As an average consumer, I’ve been using Pinterest for my own personal blog by finding fashion/pop culture images, interesting infographics and random phrases of inspiration to post on a weekly basis. Recently though, I’m (with the much appreciated help from Wil Reynolds) starting to see a new side and use for this popular social media platform from both a client and an SEO side. No drumroll necessary, but read on to find out more!
The Art of Tagging
Pinning an image requires users to tag their image with an applicable description, allowing the site’s search box to easily categorize every upload. As you can see from the image below of Wil, links from the image source and the comment area are all followed links. Creating your own company account and pushing out infographics or images from a client’s site, as well as making relevant comments with a link back to a client’s site on other Pinterest user’s images, may be an idea worth delving into because of the potential link juice coming from that Pinterest page. With the correct descriptions and keywords, your images will get re-pined by a number of users and thus increase the reach of your original link.
Content, Content, Content
Pinterest is a hub of content, just waiting to be found and used for the right client. A simple search term in the top, left hand box will produce ideas and images that could all be easily created into content for a client’s guest post or giveaway. I searched the term “DIY” and got 182,079 pins of images and 109,575 boards that users have created dealing with do-it-yourself projects and crafts. For any client looking for a great blog post to create on their own site, inspiration from current Pins may just be what the SEO doctor ordered. Make sure to take a look at the images with the most comments and re-pins to create an accurate judgment on just how “hot” the image or idea may be for your own site. The highlighted chalkboard frame below had over 1,500 re-pins by users and 7 comments from users on that one image—imagine how many more comments from interested users you’ll find on the rest of the re-pined chalkboard frames!?

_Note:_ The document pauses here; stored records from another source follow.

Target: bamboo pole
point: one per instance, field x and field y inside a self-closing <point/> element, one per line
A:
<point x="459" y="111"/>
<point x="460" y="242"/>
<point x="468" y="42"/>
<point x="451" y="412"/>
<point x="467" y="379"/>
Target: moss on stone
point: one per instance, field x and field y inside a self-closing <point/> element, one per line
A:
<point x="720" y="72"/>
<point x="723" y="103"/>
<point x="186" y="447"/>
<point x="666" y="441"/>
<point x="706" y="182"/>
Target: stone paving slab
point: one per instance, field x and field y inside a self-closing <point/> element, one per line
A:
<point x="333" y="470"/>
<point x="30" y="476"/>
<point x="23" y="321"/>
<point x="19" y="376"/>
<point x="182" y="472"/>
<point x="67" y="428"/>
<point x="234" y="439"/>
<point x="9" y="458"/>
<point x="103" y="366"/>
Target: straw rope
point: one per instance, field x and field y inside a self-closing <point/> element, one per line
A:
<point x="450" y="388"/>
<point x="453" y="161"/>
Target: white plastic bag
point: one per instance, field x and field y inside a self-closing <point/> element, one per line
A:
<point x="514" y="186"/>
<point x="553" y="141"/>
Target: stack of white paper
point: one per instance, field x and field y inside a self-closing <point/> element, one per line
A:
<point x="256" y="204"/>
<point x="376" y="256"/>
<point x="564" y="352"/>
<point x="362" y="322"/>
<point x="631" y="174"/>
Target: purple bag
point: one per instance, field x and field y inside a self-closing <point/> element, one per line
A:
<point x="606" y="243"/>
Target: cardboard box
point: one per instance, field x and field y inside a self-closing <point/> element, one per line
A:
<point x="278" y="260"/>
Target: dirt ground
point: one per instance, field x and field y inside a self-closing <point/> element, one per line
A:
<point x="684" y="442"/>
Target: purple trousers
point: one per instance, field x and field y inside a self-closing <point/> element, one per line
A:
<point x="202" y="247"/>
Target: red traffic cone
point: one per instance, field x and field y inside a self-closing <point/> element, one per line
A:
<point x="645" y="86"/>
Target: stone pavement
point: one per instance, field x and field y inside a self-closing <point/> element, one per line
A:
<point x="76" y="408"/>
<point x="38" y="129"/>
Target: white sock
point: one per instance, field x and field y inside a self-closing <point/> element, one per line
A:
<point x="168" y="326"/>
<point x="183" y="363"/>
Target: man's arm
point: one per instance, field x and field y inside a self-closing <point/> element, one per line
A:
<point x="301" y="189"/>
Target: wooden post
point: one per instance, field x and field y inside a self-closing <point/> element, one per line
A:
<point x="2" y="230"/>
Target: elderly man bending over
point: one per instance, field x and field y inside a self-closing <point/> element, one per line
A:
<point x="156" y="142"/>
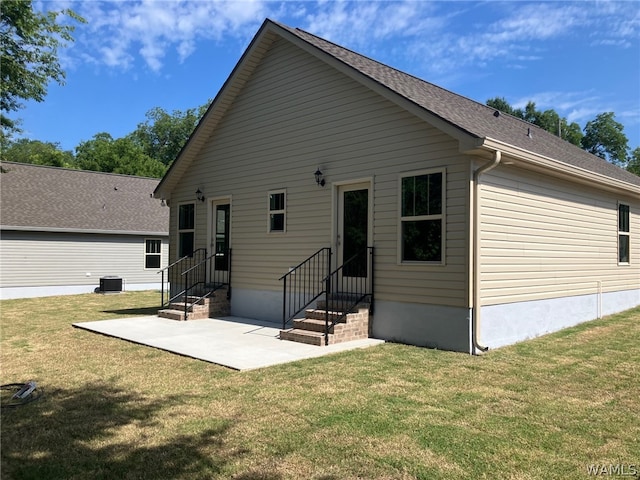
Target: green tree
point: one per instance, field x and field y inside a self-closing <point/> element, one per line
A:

Clients that may already have a following on Pinterest or would like to create a following of fans interested in their industry can easily add a “Pin It” button to their website or blog. Similar to any social media button for users to share content with, the “Pin It” button can be added to any product page or (blog) posts for Pinterest addicts to quickly share their favorite image AND your website URL. Take one step ahead of your competitors and add this button next to your Facebook and Twitter icons for an increase in brand awareness.

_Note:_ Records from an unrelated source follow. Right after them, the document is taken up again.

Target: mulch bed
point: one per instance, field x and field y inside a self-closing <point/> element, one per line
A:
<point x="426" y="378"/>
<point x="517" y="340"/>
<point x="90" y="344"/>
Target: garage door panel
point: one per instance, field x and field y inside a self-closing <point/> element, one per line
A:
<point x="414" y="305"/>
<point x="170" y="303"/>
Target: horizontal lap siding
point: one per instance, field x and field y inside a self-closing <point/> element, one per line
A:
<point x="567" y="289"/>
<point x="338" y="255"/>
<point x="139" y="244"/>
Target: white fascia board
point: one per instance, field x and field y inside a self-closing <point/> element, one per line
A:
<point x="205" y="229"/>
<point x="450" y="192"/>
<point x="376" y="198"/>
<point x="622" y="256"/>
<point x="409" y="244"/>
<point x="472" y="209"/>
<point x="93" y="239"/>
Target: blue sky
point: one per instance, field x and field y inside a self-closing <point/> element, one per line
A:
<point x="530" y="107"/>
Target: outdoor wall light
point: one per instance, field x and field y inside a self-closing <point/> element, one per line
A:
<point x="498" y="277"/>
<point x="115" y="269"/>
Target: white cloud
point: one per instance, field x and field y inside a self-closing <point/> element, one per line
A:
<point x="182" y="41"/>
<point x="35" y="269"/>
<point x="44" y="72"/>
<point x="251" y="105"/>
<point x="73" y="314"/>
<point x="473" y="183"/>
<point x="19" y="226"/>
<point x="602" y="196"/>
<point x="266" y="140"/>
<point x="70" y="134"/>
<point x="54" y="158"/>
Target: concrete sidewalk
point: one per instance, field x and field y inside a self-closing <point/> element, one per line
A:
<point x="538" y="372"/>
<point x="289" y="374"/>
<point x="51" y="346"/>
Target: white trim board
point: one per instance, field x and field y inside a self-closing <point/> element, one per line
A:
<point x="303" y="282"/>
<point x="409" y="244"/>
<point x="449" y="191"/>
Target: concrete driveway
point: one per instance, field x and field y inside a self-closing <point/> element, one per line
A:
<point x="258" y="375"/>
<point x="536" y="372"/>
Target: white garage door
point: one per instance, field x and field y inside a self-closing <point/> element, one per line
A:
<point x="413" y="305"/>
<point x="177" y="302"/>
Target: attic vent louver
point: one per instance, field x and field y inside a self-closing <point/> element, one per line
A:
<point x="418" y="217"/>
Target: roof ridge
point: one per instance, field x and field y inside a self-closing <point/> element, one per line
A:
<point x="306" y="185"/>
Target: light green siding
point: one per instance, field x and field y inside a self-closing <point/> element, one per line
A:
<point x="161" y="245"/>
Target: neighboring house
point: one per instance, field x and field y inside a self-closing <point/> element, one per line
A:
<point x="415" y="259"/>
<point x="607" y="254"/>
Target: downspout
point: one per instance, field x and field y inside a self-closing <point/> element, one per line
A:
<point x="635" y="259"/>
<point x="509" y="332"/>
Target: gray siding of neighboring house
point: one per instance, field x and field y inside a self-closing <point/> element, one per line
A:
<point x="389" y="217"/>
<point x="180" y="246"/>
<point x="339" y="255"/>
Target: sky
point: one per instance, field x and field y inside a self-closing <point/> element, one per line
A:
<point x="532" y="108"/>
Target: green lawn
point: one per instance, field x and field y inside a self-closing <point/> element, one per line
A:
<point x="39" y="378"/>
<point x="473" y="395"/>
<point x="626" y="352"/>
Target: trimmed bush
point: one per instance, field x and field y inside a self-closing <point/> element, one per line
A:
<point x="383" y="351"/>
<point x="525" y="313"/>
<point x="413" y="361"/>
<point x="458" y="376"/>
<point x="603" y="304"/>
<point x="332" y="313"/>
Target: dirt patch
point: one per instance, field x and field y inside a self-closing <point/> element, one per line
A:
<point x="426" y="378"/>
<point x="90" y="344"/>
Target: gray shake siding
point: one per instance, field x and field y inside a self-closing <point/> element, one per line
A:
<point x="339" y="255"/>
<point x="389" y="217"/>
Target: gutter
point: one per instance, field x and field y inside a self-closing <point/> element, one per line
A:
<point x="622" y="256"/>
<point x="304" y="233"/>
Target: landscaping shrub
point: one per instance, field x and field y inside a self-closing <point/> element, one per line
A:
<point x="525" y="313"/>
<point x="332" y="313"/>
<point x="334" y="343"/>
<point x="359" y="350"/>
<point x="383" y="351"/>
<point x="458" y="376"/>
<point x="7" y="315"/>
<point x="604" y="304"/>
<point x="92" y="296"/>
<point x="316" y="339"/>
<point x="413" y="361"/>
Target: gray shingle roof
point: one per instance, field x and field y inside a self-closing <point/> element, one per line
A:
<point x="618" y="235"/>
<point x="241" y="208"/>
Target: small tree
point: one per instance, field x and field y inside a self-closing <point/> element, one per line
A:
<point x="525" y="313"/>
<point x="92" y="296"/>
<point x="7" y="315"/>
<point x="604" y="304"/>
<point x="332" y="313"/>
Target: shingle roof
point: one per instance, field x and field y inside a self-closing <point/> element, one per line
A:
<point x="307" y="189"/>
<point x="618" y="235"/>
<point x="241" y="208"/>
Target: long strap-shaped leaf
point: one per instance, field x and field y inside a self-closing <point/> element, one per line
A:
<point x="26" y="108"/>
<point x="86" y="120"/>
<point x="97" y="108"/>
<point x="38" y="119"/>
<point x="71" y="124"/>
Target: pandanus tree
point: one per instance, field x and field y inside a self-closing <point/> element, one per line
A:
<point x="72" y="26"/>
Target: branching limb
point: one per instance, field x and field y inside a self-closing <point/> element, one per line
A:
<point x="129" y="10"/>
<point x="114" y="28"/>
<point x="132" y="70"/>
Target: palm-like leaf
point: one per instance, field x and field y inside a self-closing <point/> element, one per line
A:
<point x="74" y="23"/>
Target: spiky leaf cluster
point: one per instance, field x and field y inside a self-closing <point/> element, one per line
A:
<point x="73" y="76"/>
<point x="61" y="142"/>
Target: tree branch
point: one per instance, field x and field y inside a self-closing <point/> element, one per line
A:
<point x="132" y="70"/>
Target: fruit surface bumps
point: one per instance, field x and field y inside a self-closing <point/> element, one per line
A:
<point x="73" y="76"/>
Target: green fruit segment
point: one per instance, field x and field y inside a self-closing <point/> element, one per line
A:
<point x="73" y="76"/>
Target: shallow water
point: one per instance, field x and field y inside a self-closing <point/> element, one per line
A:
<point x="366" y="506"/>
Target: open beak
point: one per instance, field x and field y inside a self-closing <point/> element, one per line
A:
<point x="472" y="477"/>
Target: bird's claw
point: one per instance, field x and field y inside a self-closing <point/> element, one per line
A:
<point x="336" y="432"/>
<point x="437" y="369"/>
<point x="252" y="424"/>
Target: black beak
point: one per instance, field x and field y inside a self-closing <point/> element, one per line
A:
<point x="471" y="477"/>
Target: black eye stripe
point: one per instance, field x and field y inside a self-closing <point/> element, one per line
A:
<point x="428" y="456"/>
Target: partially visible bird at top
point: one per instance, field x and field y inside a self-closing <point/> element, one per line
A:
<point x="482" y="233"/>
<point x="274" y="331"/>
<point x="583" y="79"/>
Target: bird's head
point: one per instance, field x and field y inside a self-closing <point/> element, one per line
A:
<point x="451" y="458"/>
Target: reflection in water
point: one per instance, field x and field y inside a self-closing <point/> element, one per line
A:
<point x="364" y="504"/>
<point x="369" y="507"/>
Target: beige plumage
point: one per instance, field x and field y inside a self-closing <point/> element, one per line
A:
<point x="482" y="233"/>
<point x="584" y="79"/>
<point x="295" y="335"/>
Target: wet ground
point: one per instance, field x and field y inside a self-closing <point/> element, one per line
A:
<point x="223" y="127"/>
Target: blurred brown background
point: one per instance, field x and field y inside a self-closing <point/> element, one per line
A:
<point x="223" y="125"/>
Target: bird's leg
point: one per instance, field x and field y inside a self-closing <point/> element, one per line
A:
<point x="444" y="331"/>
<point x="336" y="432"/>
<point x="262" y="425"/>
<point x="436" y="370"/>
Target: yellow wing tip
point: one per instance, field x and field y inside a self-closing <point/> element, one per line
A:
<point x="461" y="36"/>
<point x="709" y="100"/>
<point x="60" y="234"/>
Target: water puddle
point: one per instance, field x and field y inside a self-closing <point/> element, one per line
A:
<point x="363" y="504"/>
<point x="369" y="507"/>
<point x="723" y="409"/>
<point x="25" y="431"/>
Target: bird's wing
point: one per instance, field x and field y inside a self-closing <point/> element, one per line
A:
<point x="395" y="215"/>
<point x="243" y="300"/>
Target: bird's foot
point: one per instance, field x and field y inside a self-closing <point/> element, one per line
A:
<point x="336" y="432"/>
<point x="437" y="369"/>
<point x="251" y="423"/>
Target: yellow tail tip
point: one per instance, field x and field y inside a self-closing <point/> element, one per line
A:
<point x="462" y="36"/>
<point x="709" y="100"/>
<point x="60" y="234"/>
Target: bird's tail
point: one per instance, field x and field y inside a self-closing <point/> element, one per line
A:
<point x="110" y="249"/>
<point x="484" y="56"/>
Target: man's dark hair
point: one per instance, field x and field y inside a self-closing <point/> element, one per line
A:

Contacting bloggers is something I do on a daily basis for clients. Disseminating a client’s brand, message or product is a key factor in any company’s marketing strategy. Now, add Pinterest into that mix and you’ve found a creative, new way to find and contact bloggers interested in your client’s product or brand. For example, we have a client here at SEER in the wine industry that occasionally partakes in giveaways and competitions for products on their site. Pinterest came to mind as a great way to reach out to people interested in the wine industry, and more importantly, interested in winning wine accessories and prizes. One simple search of “wine” and 36,528 pinned images with the tag of wine and 2,712 boards from users showed up in the results. Bingo!

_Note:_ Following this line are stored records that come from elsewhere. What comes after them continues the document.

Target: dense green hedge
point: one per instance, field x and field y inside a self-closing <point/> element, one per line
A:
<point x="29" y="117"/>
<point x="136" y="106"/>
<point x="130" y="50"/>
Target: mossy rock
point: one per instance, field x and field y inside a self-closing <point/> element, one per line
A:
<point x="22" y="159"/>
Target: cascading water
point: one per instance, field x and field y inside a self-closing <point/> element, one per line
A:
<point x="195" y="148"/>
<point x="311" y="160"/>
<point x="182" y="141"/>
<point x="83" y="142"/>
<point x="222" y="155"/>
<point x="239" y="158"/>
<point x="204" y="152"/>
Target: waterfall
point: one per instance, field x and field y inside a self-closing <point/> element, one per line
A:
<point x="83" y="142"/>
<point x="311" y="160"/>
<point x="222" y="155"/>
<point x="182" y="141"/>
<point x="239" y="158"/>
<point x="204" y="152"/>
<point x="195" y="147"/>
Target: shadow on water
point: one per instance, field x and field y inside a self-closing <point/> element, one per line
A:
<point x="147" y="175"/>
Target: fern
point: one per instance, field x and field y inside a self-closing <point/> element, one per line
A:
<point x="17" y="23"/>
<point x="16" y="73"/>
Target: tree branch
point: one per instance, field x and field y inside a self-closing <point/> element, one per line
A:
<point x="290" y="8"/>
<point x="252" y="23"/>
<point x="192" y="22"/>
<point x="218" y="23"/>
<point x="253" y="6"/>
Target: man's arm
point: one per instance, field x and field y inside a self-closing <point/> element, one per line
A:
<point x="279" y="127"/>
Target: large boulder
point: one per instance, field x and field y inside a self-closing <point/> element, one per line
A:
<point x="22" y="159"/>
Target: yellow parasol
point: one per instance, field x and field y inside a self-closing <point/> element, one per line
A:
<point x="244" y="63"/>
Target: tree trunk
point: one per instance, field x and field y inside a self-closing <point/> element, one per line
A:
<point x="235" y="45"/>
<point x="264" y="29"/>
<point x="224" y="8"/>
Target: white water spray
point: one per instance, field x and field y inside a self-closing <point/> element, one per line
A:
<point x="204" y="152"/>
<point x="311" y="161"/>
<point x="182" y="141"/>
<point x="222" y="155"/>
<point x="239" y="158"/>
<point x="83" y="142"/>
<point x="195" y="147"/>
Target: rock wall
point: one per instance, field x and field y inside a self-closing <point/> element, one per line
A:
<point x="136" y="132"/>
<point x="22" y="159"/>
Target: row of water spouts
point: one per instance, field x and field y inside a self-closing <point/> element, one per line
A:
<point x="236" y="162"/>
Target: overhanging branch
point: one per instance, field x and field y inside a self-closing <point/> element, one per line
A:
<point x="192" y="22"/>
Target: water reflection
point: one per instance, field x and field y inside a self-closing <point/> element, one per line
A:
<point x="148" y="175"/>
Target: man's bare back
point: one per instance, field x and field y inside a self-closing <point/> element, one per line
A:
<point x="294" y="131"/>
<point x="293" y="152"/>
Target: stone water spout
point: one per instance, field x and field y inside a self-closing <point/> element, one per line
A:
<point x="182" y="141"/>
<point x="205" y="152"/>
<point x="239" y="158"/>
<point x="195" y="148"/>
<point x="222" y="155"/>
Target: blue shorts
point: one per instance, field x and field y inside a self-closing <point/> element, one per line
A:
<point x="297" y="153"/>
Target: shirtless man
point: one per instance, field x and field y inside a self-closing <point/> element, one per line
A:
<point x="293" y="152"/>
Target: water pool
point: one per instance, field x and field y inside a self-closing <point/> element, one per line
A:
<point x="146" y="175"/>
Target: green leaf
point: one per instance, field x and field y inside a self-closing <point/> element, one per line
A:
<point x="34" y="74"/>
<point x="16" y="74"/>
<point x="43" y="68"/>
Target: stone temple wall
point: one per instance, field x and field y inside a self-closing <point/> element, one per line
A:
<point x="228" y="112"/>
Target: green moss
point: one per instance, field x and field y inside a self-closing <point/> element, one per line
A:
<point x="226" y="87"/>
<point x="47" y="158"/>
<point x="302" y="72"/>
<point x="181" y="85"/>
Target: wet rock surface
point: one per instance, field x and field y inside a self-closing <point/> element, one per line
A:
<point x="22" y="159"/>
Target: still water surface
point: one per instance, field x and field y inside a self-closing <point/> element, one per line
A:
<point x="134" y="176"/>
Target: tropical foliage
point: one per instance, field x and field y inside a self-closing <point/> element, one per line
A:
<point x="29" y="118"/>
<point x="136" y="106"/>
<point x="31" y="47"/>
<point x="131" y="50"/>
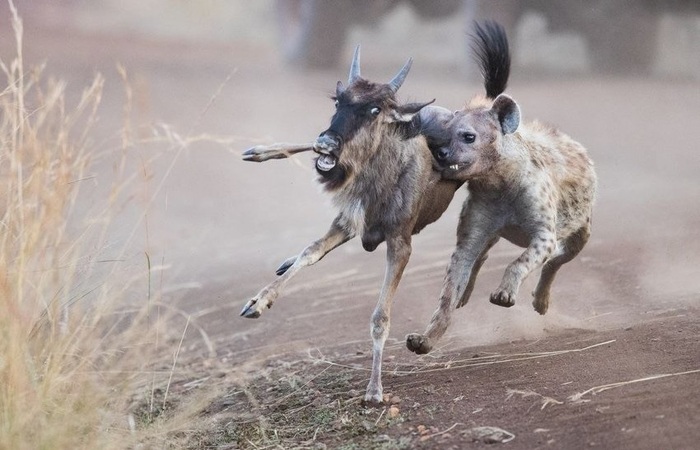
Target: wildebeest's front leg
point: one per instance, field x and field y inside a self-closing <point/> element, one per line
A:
<point x="477" y="230"/>
<point x="398" y="254"/>
<point x="336" y="236"/>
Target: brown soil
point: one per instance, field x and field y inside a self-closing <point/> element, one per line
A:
<point x="222" y="226"/>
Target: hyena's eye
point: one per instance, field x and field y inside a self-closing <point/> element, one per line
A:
<point x="467" y="138"/>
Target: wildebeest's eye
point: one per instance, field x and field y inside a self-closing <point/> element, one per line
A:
<point x="467" y="137"/>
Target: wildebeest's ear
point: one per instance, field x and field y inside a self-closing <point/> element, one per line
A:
<point x="405" y="113"/>
<point x="507" y="112"/>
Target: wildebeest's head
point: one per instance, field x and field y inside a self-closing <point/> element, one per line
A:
<point x="365" y="113"/>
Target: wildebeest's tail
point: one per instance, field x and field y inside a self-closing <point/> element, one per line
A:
<point x="490" y="47"/>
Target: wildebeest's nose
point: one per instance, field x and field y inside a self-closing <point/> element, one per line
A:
<point x="442" y="153"/>
<point x="328" y="141"/>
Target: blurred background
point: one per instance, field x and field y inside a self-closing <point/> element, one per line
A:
<point x="610" y="36"/>
<point x="205" y="80"/>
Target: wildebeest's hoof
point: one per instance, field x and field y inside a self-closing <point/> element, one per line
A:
<point x="418" y="344"/>
<point x="285" y="265"/>
<point x="503" y="298"/>
<point x="251" y="310"/>
<point x="541" y="305"/>
<point x="373" y="397"/>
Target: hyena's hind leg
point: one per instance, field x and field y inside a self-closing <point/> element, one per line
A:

Other than linking to a user’s individual blog, Twitter and Facebook accounts, Pinterest also allows other users to send messages to one another. The next step would be sending the right outreach method for this wine giveaway–something along the lines of “Hey Melissa, I saw you that you had a really great Wine board on here and would love to invite you to WineEnthusiast.com‘s upcoming giveaway for free wine accessories!” Now, your client’s promotional message is targeted to the correct, and socially active, party!
Think of Pinterest as the ocean for your client’s link bait. You have the hook, man power, and incentive as an SEO. With Pinterest, you now have a new and relevant platform for outreach and a resource for building and sharing quality content. Try out some of the above methods and let me know how it works out for you and your clients!